ApplicationError: Non-zero return code 1 from 'blastn -outfmt 6 -query eGFPPrelimProbes.fa -subject "\'C:/users/user fake/***.fasta\'" -task blastn-short', message 'Command line argument error: Argument "subject". File is not accessible:  `\'C:/users/user fake/***.fasta\'\''

That's not the same error you reported but it is it possible you fixed it later or that Windows reports different things than Linux for the path to the sequence file not working correctly?

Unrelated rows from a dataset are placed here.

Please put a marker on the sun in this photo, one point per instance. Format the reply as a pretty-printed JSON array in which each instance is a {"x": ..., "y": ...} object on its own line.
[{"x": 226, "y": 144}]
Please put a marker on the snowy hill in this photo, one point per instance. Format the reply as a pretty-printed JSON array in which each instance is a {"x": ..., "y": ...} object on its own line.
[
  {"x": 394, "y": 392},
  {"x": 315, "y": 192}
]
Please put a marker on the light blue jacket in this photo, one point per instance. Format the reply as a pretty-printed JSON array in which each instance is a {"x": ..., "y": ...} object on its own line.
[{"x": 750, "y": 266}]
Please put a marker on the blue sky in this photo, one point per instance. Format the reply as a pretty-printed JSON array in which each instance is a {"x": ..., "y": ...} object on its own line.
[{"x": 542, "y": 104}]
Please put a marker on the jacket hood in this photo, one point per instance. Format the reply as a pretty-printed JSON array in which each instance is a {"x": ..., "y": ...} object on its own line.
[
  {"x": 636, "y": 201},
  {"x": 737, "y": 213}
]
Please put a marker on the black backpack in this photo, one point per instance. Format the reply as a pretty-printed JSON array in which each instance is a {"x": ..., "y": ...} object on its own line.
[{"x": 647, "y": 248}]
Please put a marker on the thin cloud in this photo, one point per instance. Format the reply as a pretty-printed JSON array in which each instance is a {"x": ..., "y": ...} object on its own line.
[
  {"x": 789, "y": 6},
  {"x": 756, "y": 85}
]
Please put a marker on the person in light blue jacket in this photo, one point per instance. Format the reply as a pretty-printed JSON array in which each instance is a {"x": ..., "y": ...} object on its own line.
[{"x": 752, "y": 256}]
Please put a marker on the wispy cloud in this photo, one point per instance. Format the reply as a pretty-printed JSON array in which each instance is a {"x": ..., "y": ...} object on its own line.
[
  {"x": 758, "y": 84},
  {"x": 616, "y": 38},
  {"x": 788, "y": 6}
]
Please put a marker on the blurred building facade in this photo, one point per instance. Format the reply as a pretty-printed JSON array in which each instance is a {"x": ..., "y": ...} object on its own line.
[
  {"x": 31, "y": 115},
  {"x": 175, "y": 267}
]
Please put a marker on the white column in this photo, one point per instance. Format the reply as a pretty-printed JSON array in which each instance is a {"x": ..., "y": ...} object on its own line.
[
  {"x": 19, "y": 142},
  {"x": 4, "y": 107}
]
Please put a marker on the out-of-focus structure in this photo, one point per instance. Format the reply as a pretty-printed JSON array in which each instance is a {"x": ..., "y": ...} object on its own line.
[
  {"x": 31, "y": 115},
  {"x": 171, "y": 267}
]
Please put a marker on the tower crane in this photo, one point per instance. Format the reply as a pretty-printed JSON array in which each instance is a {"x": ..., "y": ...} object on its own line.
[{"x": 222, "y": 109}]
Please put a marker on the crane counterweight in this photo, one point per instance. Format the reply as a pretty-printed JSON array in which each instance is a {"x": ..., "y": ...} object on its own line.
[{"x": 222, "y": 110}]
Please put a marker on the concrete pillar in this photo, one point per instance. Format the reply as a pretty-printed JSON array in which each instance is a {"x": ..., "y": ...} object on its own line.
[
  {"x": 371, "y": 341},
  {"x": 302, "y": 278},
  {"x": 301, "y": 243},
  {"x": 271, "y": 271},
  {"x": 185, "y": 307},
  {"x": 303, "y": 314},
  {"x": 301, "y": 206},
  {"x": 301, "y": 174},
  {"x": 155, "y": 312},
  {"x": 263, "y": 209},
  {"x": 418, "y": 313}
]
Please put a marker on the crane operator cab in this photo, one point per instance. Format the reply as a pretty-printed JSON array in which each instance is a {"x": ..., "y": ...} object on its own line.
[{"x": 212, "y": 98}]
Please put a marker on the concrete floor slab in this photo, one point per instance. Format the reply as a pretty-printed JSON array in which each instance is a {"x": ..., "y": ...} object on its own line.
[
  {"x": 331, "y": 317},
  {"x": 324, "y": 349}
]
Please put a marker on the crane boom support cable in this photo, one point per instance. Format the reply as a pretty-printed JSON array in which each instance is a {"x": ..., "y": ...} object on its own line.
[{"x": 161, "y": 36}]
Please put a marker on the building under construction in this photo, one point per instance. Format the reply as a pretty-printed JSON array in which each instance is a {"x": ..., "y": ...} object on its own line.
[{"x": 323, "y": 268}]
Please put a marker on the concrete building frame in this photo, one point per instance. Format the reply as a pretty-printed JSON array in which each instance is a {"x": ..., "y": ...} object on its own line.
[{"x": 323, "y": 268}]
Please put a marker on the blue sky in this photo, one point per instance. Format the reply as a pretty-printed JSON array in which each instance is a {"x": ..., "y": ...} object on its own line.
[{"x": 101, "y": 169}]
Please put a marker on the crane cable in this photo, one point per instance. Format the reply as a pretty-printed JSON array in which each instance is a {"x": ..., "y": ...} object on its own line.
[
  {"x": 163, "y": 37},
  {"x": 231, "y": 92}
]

Note that when you run it above, you will see several warnings about future deprecation, such as this:

/home/jovyan/insitu_probe_generator/maker37cb.py:396: FutureWarning: The frame.append method is deprecated and will be removed from pandas in a future version. Use pandas.concat instead.
  remove = remove.append({'pos1' : newlist[a][0], 'seq' : str(fullseq[newlist[a][0]:(newlist[a][0]+25)]+"nn"+fullseq[(newlist[a][0]+27):newlist[a][1]]), 'pos2' : newlist[a][1], 'fasta':nm, 'num':a}

For now the code works, if Pandas begins enforcing things, the code would fail in the future when run with a new version of Pandas.
This is one of the big problems with using abandonware. Plus the developers haven't specified what versions of things worked at the time they developed the code. If that was included, then the versions to install in the environment to run it can be pinned to those and things should work as at the time the code was written.

In this case, it should simple fix, similar to what I already built in for np.float64 use. But you can see how things like this can accumulate over time. It would be preferable if the developers periodically kept updating it as approaches and methods within the dependencies get adapted to keep the code current.